Although Éire had been neutral in the conflict, it was a time of austerity, shortages, and rationing. Most people just wanted to put it all behind them and get on with their lives.
Hegarty, lost in thought, was suddenly confronted by two men dressed in naval uniform who blocked his path. Almost immediately, his eyes alighted on the decoration that both men were wearing, for it was none other than the German decoration known as the Iron Cross, with the Nazi Swastika at its centre.
The senior of the two introduced himself, in excellent English, as Korvettenkapitan (Lieut Commander) Martin Clemens of the Kriegsmarine, the, now-defeated, German Navy. They were, he explained, escaped Prisoners-of-War having sailed to Ireland from St Nazaire on the Atlantic coast of France. Their group of fifteen comprised six officers, eight other ranks, and a civilian. Would he mind directing them to the nearest police station, bitte?

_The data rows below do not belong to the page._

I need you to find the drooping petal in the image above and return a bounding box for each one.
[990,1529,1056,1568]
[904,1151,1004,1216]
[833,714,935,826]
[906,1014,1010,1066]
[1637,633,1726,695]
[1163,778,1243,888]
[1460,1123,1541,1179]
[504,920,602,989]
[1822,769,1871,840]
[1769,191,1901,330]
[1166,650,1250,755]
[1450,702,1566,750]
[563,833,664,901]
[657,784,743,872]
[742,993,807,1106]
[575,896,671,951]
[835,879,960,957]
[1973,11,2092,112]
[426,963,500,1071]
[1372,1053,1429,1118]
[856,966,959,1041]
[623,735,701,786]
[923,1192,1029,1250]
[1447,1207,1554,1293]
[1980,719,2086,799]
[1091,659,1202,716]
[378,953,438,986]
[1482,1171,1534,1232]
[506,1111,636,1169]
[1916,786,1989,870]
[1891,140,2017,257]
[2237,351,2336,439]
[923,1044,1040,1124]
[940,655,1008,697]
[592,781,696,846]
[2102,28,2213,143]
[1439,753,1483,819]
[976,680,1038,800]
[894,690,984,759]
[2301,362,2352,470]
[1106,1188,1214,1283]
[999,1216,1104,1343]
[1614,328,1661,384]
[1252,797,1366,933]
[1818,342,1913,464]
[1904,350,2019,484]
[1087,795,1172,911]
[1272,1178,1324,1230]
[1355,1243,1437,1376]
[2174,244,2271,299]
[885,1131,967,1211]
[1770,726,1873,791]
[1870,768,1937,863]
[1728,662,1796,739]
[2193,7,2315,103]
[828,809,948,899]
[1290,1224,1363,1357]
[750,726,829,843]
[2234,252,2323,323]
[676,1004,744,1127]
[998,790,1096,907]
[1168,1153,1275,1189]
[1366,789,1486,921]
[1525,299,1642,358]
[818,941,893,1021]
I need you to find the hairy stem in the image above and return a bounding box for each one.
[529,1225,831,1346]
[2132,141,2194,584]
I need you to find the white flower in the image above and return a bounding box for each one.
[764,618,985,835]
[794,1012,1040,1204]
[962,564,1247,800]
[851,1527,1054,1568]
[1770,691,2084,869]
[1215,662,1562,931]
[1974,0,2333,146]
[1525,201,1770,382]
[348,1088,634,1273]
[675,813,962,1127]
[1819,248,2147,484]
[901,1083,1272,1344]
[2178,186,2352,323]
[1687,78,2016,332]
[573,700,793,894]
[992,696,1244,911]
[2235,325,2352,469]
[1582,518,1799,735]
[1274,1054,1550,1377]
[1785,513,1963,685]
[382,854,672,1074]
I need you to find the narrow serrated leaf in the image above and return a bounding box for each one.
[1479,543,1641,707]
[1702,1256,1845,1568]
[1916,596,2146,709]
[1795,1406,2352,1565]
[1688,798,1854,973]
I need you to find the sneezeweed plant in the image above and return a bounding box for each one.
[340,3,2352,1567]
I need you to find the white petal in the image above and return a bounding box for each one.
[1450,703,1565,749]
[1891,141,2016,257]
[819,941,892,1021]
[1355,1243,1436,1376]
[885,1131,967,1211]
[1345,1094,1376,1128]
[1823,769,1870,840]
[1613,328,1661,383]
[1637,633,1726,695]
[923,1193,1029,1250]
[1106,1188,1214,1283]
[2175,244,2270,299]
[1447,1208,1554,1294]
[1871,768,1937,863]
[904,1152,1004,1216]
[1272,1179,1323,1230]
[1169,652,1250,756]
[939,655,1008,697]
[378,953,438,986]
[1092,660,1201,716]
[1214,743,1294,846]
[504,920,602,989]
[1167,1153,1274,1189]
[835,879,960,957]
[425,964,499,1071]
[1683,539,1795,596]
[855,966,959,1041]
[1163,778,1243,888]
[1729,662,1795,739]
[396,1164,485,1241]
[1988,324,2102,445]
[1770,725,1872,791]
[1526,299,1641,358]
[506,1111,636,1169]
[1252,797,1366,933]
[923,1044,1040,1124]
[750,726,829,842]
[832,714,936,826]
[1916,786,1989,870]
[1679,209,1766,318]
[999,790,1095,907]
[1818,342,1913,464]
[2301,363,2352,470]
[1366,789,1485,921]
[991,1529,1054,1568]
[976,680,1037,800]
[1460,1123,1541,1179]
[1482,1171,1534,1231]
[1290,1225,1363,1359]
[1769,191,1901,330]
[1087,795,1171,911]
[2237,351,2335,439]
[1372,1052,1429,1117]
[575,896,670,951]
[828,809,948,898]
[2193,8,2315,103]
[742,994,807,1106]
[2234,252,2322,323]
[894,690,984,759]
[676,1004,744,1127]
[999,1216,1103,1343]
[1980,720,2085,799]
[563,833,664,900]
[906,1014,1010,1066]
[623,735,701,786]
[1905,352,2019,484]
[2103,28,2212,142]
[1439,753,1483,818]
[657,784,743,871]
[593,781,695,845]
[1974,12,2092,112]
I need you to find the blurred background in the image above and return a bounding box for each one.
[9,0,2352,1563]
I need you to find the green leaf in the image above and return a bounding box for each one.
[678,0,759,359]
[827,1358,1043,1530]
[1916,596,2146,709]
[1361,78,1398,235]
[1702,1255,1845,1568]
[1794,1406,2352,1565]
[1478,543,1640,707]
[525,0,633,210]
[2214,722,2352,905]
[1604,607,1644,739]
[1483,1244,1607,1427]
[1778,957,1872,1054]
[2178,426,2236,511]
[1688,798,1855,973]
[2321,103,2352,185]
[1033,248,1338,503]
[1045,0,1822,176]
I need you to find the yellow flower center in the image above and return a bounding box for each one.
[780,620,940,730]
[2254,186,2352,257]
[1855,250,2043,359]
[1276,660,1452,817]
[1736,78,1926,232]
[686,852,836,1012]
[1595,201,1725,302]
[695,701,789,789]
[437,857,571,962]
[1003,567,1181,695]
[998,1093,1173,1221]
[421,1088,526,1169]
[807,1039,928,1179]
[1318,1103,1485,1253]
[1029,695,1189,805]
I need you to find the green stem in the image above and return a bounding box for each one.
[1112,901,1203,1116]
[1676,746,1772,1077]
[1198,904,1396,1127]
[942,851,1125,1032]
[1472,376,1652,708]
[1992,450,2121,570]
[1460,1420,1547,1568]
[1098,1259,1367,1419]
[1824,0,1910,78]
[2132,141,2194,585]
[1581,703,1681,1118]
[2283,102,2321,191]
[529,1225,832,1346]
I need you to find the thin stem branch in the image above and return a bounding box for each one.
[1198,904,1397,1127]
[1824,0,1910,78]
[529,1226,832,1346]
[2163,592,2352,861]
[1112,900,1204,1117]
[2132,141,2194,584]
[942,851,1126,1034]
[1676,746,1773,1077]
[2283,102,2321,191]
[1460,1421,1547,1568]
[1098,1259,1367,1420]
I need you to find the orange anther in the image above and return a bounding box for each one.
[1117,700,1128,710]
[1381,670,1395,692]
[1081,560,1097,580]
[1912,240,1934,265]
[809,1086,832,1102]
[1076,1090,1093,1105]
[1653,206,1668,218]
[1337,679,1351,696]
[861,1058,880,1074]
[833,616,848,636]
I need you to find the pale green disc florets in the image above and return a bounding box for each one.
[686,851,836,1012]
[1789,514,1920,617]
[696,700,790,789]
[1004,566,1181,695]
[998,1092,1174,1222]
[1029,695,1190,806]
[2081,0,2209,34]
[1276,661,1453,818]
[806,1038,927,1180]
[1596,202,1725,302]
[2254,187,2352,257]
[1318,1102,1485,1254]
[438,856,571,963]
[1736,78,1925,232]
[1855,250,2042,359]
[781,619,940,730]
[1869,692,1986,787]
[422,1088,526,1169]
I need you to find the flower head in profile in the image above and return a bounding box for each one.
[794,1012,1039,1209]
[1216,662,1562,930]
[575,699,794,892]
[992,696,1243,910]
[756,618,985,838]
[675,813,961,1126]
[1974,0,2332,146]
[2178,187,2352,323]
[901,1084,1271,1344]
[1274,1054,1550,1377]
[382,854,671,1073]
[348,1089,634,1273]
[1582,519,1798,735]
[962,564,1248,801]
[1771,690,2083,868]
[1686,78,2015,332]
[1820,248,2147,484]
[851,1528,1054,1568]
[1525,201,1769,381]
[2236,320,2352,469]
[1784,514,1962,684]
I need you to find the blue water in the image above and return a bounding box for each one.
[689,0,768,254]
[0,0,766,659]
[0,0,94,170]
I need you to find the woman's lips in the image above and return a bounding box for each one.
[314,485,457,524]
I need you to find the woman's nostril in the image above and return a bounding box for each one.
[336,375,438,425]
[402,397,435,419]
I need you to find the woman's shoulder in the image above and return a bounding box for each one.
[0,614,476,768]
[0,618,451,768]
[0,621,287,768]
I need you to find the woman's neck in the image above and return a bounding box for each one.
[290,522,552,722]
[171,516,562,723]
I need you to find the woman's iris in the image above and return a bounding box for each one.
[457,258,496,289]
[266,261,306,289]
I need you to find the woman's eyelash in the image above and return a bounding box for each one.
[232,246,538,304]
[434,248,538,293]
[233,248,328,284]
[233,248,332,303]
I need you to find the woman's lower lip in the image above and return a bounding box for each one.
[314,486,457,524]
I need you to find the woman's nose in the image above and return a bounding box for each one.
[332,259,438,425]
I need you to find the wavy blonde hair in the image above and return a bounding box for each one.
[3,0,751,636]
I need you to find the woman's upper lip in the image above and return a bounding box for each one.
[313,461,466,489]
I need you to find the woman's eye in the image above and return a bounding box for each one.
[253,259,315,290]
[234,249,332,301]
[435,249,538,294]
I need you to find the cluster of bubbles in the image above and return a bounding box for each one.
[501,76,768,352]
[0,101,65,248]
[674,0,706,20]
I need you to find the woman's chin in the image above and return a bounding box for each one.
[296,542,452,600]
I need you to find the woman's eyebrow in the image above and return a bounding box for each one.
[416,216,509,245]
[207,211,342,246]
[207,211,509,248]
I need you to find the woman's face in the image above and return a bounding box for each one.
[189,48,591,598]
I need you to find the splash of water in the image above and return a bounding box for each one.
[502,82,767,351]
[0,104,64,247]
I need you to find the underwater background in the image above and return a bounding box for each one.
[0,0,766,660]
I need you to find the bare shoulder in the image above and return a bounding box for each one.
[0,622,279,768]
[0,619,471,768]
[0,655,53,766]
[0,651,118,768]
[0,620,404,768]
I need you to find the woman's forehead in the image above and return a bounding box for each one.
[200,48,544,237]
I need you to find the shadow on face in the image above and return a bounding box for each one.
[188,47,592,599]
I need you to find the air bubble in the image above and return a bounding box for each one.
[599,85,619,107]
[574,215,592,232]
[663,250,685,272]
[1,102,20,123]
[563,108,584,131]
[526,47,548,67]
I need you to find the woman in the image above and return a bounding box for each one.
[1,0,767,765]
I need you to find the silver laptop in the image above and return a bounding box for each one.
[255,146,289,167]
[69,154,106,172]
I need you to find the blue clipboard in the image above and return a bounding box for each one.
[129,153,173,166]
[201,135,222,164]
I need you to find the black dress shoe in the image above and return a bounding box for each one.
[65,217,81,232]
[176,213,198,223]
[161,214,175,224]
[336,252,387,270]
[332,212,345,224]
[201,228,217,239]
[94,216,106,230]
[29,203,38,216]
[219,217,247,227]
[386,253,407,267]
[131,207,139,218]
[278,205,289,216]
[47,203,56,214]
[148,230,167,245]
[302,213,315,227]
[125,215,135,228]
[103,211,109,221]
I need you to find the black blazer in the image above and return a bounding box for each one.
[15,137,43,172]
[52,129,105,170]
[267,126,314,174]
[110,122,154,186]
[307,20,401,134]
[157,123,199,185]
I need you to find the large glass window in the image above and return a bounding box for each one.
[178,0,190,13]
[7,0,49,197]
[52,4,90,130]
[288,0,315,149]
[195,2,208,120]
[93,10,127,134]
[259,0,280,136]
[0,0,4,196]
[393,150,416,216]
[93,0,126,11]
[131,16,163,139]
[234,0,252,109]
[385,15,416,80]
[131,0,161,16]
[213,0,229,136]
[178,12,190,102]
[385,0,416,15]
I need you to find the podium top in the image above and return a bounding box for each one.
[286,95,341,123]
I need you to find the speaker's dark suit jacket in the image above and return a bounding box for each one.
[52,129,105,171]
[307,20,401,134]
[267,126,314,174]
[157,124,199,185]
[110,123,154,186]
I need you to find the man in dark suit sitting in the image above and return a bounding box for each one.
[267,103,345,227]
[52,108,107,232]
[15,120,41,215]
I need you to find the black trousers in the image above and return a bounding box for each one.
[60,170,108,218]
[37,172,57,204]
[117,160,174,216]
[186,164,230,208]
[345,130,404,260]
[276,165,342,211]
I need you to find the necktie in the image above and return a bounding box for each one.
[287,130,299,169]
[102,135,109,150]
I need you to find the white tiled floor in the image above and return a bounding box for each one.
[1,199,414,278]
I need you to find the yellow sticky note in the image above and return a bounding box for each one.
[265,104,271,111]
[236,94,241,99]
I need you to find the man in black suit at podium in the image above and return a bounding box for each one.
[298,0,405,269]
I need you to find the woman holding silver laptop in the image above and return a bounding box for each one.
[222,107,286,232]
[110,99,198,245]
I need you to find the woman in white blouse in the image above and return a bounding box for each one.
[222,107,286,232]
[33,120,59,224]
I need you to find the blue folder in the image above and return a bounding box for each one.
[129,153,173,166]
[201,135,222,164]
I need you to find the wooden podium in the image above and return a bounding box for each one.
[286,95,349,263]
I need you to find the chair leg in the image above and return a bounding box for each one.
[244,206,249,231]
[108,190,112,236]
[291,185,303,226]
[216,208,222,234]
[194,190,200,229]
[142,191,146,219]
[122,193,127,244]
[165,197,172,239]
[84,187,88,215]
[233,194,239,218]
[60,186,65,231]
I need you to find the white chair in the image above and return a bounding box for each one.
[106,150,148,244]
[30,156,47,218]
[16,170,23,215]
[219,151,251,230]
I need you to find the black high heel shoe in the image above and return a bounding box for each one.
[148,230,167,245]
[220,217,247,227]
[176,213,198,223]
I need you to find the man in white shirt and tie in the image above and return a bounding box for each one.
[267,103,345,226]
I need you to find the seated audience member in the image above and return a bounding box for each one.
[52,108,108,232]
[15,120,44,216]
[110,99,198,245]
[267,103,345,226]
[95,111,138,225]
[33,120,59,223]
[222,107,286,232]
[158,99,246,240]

Clemens had been the commander of a flotilla of mine-sweepers. With the surrender of Germany in May 1945, he and his crews were taken Prisoners of War at St Nazaire, and interned there. They had been treated tolerably well by the French Navy, but they had learned that soon, they would be transferred under the control of the reconstituted French Army, many of whom had served in the Resistance and whose aversion to the Germans was no secret.
Thus, they had decided to make their escape to a neutral country. One thing they were adamant about; they did not want to be returned to France where they were certain that a ‘reception party’ would be waiting to greet them.